Planché01Understand the political agenda of James Robinson Planché’s The Birds of Aristophanes (1846), a rare adaptation of the Athenian playwright for the pre-20th century stage. Planché was a committed member of the Victorian establishment, as is proved by his appointment in 1854 to no less a ceremonial office than Rouge Croix pursuivant at the College of Arms, which entailed accompanying Garter missions and appearing, in full regalia, on state occasions.

In the 1840s Planché was a prominent playwright, and he staged an Easter entertainment at the Haymarket, based on an ancient Greek comedy. The result was The Birds of Aristophanes: A Dramatic Experiment in One Act, being an humble attempt to adapt the said ‘Birds’ to this climate, by giving them new names, new feathers, new songs, and new tales.
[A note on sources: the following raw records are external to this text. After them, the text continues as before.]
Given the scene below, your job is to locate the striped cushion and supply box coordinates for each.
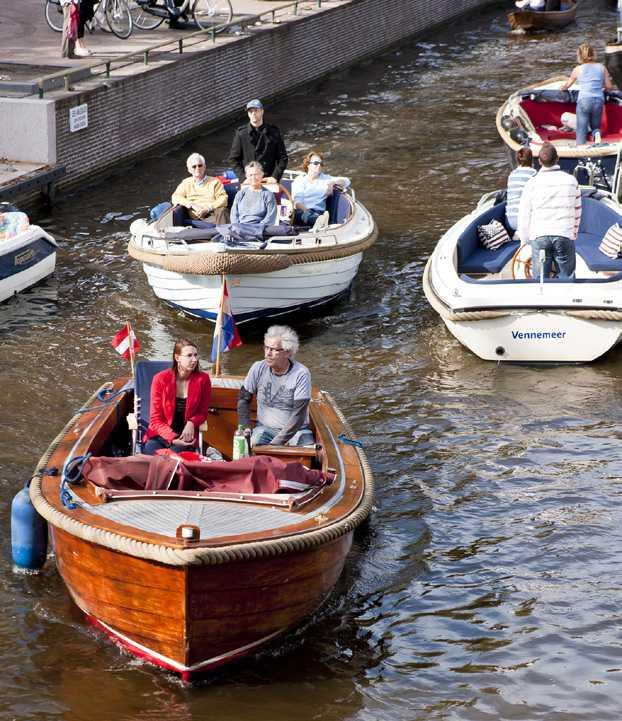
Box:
[598,223,622,258]
[477,220,510,250]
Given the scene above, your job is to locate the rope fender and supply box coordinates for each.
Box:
[127,227,378,275]
[30,390,374,566]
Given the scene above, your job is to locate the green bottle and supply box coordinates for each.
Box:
[231,423,248,461]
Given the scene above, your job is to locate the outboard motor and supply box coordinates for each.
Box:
[11,481,48,571]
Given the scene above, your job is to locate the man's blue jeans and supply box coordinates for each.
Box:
[251,426,315,446]
[577,98,604,145]
[531,235,577,280]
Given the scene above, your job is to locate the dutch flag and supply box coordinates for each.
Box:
[212,278,242,363]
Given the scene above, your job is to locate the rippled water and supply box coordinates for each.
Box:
[0,0,622,721]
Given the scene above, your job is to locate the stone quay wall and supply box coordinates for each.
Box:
[54,0,498,193]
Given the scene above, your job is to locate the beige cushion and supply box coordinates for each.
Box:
[598,223,622,258]
[477,220,510,250]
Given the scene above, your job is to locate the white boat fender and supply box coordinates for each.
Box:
[11,481,48,572]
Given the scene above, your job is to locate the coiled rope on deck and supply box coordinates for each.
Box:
[30,391,374,566]
[127,227,378,275]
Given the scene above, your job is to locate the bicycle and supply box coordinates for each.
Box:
[129,0,233,32]
[45,0,133,40]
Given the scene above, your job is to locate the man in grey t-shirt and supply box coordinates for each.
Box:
[238,325,314,446]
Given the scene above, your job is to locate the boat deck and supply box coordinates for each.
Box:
[72,476,352,541]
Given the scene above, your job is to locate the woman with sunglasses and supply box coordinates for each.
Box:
[292,151,350,230]
[172,153,229,228]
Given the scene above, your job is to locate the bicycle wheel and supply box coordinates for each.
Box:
[128,0,164,30]
[106,0,133,40]
[192,0,233,32]
[45,0,63,33]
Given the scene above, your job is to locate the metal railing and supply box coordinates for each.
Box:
[35,0,339,98]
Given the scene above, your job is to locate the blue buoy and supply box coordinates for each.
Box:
[11,482,48,571]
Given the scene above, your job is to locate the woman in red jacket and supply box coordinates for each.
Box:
[143,338,212,456]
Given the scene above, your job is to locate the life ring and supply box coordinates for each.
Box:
[512,243,532,280]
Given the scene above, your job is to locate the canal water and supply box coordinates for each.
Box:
[0,0,622,721]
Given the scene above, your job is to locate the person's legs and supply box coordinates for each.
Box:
[173,205,190,226]
[208,208,230,225]
[61,3,76,58]
[531,235,553,279]
[552,236,577,278]
[294,210,321,226]
[143,436,169,456]
[577,100,590,145]
[588,98,603,143]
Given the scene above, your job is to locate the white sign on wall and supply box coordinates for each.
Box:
[69,103,89,133]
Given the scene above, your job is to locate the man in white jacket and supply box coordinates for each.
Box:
[518,143,581,278]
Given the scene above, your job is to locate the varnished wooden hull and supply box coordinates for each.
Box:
[52,529,352,680]
[508,3,577,30]
[30,379,373,680]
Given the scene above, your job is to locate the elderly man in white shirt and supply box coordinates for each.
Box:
[518,143,581,278]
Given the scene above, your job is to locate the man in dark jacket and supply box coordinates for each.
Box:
[228,100,288,183]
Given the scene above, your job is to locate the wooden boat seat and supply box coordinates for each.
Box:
[253,445,321,468]
[458,203,519,275]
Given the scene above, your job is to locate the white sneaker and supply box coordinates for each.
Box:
[311,210,329,233]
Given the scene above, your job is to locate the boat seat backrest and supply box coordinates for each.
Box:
[575,197,622,271]
[457,203,519,275]
[458,203,505,266]
[134,361,171,445]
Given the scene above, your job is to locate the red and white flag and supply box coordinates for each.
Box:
[112,323,140,360]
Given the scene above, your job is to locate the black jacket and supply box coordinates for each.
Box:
[227,123,288,181]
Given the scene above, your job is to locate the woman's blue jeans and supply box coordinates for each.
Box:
[577,98,604,145]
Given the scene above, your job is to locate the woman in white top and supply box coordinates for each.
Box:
[292,151,350,230]
[560,43,613,145]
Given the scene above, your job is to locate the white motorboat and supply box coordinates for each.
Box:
[0,212,57,302]
[423,188,622,363]
[496,76,622,190]
[128,172,377,323]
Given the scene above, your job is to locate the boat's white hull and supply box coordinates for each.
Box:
[444,311,622,363]
[423,191,622,363]
[143,253,363,323]
[0,226,56,302]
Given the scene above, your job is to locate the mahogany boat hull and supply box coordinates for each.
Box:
[51,528,352,681]
[30,378,373,680]
[508,2,577,30]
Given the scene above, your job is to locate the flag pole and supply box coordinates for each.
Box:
[125,320,134,378]
[214,273,225,376]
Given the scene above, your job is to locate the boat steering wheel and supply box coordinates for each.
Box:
[512,243,532,280]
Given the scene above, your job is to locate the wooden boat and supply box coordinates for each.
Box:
[508,0,577,31]
[30,368,373,680]
[128,171,378,324]
[0,204,57,302]
[423,188,622,363]
[496,76,622,190]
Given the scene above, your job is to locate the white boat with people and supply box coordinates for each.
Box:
[128,171,377,324]
[423,188,622,363]
[496,76,622,190]
[0,203,57,302]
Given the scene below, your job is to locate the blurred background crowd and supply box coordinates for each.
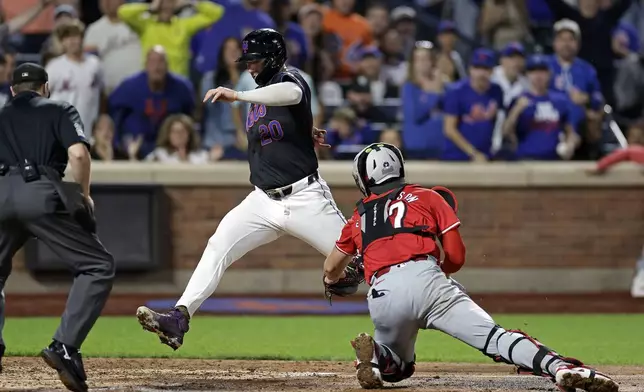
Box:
[0,0,644,164]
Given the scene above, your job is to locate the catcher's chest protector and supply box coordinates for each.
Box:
[357,185,433,255]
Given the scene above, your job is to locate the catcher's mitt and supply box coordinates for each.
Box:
[322,256,364,304]
[432,185,458,212]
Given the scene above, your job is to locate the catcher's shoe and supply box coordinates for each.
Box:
[351,333,383,389]
[136,306,190,350]
[555,365,619,392]
[40,341,88,392]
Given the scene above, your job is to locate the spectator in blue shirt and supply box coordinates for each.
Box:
[442,49,503,162]
[191,0,275,74]
[436,20,467,82]
[201,37,244,156]
[108,46,195,159]
[503,55,578,160]
[402,41,447,159]
[550,19,604,157]
[613,23,640,58]
[271,0,311,69]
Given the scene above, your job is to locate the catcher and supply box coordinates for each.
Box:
[324,143,618,392]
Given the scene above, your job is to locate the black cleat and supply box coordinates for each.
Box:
[40,341,89,392]
[0,344,7,373]
[136,306,190,350]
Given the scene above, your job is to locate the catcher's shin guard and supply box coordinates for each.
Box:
[481,325,568,380]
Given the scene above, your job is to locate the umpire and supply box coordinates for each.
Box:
[0,63,114,392]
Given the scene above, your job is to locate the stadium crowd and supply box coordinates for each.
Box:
[0,0,644,167]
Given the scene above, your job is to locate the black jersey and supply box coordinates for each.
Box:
[246,68,318,190]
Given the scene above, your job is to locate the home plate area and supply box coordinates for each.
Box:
[0,357,644,392]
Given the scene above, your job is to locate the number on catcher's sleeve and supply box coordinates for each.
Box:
[388,201,407,229]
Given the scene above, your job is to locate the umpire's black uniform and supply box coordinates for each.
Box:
[0,64,114,391]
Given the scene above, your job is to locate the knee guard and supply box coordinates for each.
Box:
[376,344,416,383]
[481,325,581,378]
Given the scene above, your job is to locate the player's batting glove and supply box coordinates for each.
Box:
[322,256,364,305]
[432,185,458,212]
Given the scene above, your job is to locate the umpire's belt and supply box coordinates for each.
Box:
[263,172,320,200]
[0,164,61,181]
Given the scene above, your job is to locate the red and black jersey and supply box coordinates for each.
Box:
[336,185,461,282]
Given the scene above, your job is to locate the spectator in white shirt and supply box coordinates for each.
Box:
[492,42,528,108]
[145,114,210,164]
[85,0,143,94]
[46,20,103,138]
[491,42,530,152]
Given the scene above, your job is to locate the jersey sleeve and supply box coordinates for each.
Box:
[279,72,306,94]
[425,191,461,235]
[335,214,358,256]
[57,104,89,148]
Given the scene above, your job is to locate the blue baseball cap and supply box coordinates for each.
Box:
[525,54,550,71]
[54,4,78,19]
[501,42,525,57]
[438,20,458,34]
[470,48,496,68]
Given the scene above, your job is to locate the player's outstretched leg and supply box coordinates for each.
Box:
[136,190,284,350]
[429,298,619,392]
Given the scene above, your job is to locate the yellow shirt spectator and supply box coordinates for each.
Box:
[118,0,224,77]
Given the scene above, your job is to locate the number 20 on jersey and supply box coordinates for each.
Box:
[246,105,284,147]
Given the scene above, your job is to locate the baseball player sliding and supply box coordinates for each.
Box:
[137,29,359,350]
[324,143,618,392]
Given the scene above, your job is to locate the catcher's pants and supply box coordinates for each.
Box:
[367,257,563,375]
[177,173,346,316]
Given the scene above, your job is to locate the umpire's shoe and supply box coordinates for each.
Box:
[40,340,88,392]
[136,306,190,350]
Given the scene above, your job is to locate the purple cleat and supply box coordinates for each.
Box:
[136,306,190,350]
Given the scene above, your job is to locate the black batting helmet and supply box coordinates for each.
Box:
[237,29,286,86]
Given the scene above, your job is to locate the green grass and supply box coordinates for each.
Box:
[4,315,644,365]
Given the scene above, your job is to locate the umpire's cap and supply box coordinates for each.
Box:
[11,63,49,86]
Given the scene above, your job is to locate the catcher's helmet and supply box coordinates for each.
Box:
[237,29,286,86]
[353,143,405,196]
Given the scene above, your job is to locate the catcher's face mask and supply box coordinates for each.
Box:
[352,143,405,196]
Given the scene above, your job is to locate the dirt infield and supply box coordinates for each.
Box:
[0,358,644,392]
The production was not a success, despite its lavishness and excellent cast. One reason may have been that it is reactionary in political terms. It may have annoyed the cross-class audience, accustomed to more insouciant burlesque entertainments. After the establishment of the new bird city, problems are created both by human immigrants and by some of the lower-class birds, who become restive and demanding. The rooks want a rookery because they ‘can’t afford to live in Peacock-square’; the sparrows are mutinous, and the geese demand a common on health grounds. The hero is  unsympathetic, scornfully asking ‘What can it signify what sparrows think?’, and pointing out that geese are ‘always cackling for a commonwealth’.

The King of the Birds regrets he was misguided enough to try to build a paradise for idiots: why did he think it was rational to ‘stir inferior beings up to treason?’ The play concludes with a regal epiphany of Jupiter, who rebukes all birds and men, ‘Who discontented ever with their lot, / Sigh only to be something they are not’, and advises them to ‘fear the gods and trust the wise’. In the context of the far-reaching reforms of the previous decade, and the continuing Chartist agitation of the 1840s, the conclusion of this light-hearted adaptation of Aristophanes must have come over as an admonition against constitutional aspirations of any radical nature at all. Planché’s Birds perpetuated the reactionary tradition in which Aristophanes had found his nearly exclusive home in Britain since the 1790s.